The example below uses Spark’s package downloader to retrieve Comet 0.12.0 and Iceberg
1.8.1, but Comet has been tested with Iceberg 1.5, 1.7, 1.8, and 1.10. The key configuration
to enable fully-native Iceberg is spark.comet.scan.icebergNative.enabled=true. This
configuration should not be used with the hybrid Iceberg configuration
spark.sql.iceberg.parquet.reader-type=COMET from above.
$SPARK_HOME/bin/spark-shell \
--packages org.apache.datafusion:comet-spark-spark3.5_2.12:0.12.0,org.apache.iceberg:iceberg-spark-runtime-3.5_2.12:1.8.1,org.apache.iceberg:iceberg-core:1.8.1 \
--repositories https://repo1.maven.org/maven2/ \
--conf spark.sql.extensions=org.apache.iceberg.spark.extensions.IcebergSparkSessionExtensions \
--conf spark.sql.catalog.spark_catalog=org.apache.iceberg.spark.SparkCatalog \
--conf spark.sql.catalog.spark_catalog.type=hadoop \
--conf spark.sql.catalog.spark_catalog.warehouse=/tmp/warehouse \
--conf spark.plugins=org.apache.spark.CometPlugin \
--conf spark.shuffle.manager=org.apache.spark.sql.comet.execution.shuffle.CometShuffleManager \
--conf spark.sql.extensions=org.apache.comet.CometSparkSessionExtensions \
--conf spark.comet.scan.icebergNative.enabled=true \
--conf spark.comet.explainFallback.enabled=true \
--conf spark.memory.offHeap.enabled=true \
--conf spark.memory.offHeap.size=2g
The same sample queries from above can be used to test Comet’s fully-native Iceberg integration,
however the scan node to look for is CometIcebergNativeScan.
Current limitations#
The following scenarios are not yet supported, but are work in progress:
Iceberg table spec v3 scans will fall back.

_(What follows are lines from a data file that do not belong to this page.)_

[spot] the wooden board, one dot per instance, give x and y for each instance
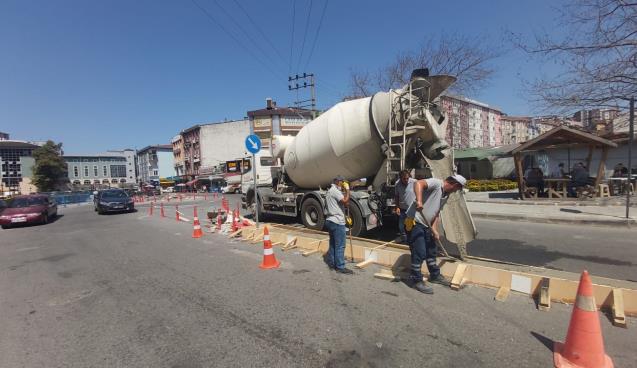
(458, 276)
(503, 294)
(544, 302)
(488, 273)
(619, 318)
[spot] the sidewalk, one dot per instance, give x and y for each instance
(483, 205)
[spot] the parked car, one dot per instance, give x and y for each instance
(28, 209)
(231, 188)
(113, 200)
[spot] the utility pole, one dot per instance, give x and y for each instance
(297, 85)
(631, 133)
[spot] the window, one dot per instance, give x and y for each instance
(267, 161)
(118, 171)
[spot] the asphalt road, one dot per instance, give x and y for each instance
(131, 290)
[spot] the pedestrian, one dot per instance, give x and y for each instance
(335, 202)
(405, 195)
(431, 196)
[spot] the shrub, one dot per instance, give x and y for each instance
(484, 185)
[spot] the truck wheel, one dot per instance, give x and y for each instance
(358, 222)
(312, 214)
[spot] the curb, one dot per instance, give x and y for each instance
(547, 203)
(555, 220)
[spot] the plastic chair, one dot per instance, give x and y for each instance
(604, 190)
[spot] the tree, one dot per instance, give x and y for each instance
(466, 58)
(50, 169)
(598, 53)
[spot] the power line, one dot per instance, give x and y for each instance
(307, 24)
(211, 18)
(318, 30)
(267, 39)
(292, 38)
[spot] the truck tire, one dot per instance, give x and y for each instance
(358, 222)
(312, 214)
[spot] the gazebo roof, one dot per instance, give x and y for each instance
(562, 136)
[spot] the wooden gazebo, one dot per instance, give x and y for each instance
(563, 137)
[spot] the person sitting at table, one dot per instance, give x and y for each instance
(534, 177)
(620, 171)
(559, 172)
(579, 179)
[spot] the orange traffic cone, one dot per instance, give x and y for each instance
(235, 225)
(196, 226)
(269, 260)
(584, 345)
(219, 220)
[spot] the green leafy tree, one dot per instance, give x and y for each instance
(50, 169)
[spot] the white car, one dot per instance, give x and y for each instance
(232, 188)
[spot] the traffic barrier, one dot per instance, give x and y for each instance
(584, 344)
(196, 226)
(269, 260)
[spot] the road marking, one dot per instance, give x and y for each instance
(25, 249)
(70, 298)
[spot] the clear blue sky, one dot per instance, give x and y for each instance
(100, 75)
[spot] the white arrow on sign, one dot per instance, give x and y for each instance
(253, 143)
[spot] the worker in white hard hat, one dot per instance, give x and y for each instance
(336, 199)
(431, 196)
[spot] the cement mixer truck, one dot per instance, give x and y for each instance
(368, 141)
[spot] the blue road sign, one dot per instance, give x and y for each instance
(253, 143)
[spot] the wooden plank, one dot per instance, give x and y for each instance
(365, 263)
(520, 174)
(456, 281)
(503, 294)
(236, 233)
(619, 318)
(290, 242)
(385, 276)
(544, 303)
(310, 252)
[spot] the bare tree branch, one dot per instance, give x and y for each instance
(599, 55)
(466, 58)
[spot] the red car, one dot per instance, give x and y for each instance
(27, 209)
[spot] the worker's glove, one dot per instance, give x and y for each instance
(409, 223)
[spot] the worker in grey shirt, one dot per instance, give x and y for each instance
(405, 196)
(431, 196)
(335, 202)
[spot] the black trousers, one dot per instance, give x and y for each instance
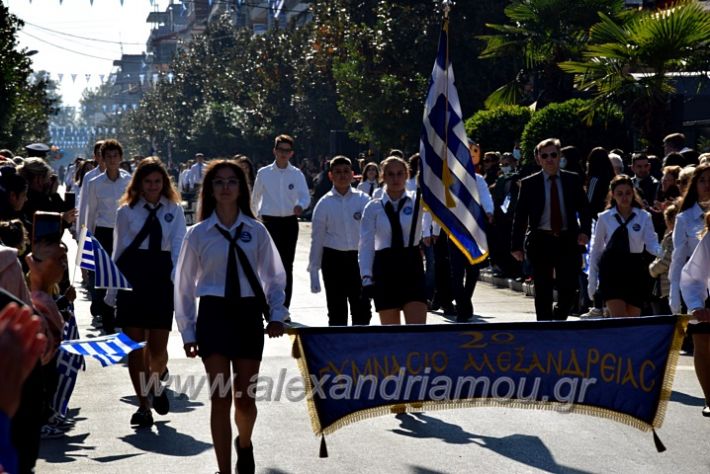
(555, 261)
(464, 277)
(105, 237)
(284, 231)
(341, 278)
(442, 271)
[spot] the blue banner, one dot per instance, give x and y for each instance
(620, 369)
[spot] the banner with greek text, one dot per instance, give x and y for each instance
(621, 369)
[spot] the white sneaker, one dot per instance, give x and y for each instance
(593, 313)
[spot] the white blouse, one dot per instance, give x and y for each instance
(202, 269)
(376, 232)
(688, 225)
(695, 277)
(336, 223)
(641, 235)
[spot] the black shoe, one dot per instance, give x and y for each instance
(245, 459)
(142, 417)
(160, 403)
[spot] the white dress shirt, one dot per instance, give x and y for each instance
(688, 225)
(695, 277)
(641, 235)
(202, 269)
(484, 194)
(81, 218)
(101, 199)
(130, 221)
(365, 187)
(545, 221)
(336, 223)
(376, 232)
(278, 190)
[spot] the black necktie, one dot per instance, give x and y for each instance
(155, 242)
(555, 211)
(232, 290)
(393, 216)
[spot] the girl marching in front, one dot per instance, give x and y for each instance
(390, 261)
(150, 226)
(229, 261)
(616, 265)
(694, 283)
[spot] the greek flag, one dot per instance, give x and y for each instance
(108, 350)
(92, 256)
(68, 366)
(448, 175)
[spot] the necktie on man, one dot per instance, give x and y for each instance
(555, 211)
(393, 217)
(155, 235)
(232, 290)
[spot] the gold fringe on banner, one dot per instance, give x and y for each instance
(429, 405)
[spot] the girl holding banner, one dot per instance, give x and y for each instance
(227, 331)
(390, 261)
(616, 264)
(150, 226)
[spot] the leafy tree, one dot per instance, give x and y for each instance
(499, 128)
(567, 121)
(651, 44)
(26, 100)
(538, 35)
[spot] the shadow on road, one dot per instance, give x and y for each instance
(167, 441)
(525, 449)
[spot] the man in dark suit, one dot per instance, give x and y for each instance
(546, 226)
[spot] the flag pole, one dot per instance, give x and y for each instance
(445, 171)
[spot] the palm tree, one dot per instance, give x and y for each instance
(631, 64)
(541, 34)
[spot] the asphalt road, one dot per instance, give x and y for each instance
(451, 441)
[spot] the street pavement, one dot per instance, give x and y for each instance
(504, 440)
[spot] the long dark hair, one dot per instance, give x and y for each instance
(617, 181)
(691, 193)
(147, 166)
(208, 203)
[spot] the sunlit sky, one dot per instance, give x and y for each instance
(49, 26)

Iceberg writes will fall back.
Iceberg table scans backed by Avro or ORC data files will fall back.
Iceberg table scans partitioned on
BINARYorDECIMAL(with precision >28) columns will fall back.Iceberg scans with residual filters (i.e., filter expressions that are not partition values, and are evaluated on the column values at scan time) of
truncate,bucket,year,month,day,hourwill fall back.